The result: employees will be called on to combine digital literacy with essential human skills, such as communication and problem-solving. An example of what opportunities it might bring – despite the low cost of customer service technology options such as automated phone answering systems and text messaging, customers prefer live chat (73%), which provides access to real employees in real time.

Also, consider globalization. It is not a new trend. But, in the last 6-7 years, it has connected employees across the globe, giving rise to the need for diversity and inclusion. As you know, D&I needs soft skills like undoing biases, communicating, cultivating curiosity, cultural sensitivity, and emotional intelligence. In fact, a survey of 900 internationally active businesses showed that local employees with cross-cultural skills were important for their ability to operate in important international markets.

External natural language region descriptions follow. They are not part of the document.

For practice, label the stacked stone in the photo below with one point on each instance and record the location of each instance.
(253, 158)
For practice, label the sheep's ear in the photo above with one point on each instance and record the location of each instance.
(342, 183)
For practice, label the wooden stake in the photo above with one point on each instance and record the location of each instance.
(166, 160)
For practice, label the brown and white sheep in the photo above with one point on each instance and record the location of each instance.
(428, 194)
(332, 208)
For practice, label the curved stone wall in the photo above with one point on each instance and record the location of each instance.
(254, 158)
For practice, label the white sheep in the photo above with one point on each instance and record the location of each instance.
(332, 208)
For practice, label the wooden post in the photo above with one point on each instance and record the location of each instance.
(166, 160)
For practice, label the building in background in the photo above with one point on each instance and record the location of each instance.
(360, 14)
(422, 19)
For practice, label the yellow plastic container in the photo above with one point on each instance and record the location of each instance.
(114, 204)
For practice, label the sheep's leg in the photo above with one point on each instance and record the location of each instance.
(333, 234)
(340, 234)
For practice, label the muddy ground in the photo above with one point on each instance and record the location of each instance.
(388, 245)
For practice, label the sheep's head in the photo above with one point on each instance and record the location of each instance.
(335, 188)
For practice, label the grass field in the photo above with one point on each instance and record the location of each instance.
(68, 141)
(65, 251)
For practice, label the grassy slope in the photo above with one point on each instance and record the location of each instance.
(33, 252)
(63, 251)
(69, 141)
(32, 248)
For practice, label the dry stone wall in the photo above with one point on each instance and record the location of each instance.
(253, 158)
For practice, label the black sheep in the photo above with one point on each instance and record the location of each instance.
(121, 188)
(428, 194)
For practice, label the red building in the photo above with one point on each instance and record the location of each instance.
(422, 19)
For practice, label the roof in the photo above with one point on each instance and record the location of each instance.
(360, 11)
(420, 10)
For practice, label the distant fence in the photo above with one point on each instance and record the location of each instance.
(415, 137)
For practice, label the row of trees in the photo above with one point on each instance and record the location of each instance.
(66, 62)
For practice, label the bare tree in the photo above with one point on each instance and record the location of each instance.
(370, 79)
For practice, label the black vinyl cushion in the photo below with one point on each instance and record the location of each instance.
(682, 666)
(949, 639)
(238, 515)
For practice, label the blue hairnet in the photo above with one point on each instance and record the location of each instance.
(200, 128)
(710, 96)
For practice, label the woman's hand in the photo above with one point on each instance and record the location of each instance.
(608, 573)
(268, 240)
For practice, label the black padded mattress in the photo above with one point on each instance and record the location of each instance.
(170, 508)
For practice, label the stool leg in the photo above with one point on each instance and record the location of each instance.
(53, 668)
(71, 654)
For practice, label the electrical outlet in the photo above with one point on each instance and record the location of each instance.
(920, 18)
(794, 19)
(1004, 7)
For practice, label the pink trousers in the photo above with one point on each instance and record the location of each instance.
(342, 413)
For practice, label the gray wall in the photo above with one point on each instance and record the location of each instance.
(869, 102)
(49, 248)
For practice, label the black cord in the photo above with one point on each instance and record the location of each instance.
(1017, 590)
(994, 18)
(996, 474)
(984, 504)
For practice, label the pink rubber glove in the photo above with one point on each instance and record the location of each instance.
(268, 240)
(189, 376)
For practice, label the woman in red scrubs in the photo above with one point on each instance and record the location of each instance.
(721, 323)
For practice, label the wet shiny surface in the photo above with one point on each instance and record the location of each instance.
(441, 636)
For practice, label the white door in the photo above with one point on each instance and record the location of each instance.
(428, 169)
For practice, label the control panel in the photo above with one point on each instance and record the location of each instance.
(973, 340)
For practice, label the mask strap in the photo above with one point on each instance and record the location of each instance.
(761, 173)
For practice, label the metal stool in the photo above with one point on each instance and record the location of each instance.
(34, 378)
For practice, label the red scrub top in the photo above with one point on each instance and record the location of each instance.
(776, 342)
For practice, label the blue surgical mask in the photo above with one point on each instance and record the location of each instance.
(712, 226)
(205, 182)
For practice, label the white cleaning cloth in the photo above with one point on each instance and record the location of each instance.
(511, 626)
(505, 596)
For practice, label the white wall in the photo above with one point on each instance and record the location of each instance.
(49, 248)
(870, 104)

In tune with such shifts, companies like Cisco are pivoting quickly. According to Paul Wittich, Head of Virtual Sales, “15 years ago, all you needed was a solid technical understanding. Now, soft skills are just as valuable as technical skills.”

The impact of recruiting for, and developing such skills is unmistakable. For example, female employees in an Indian garment factory who were randomly assigned to a soft skills training program recorded a 12% increase in productivity. Are you willing to reach for such impact?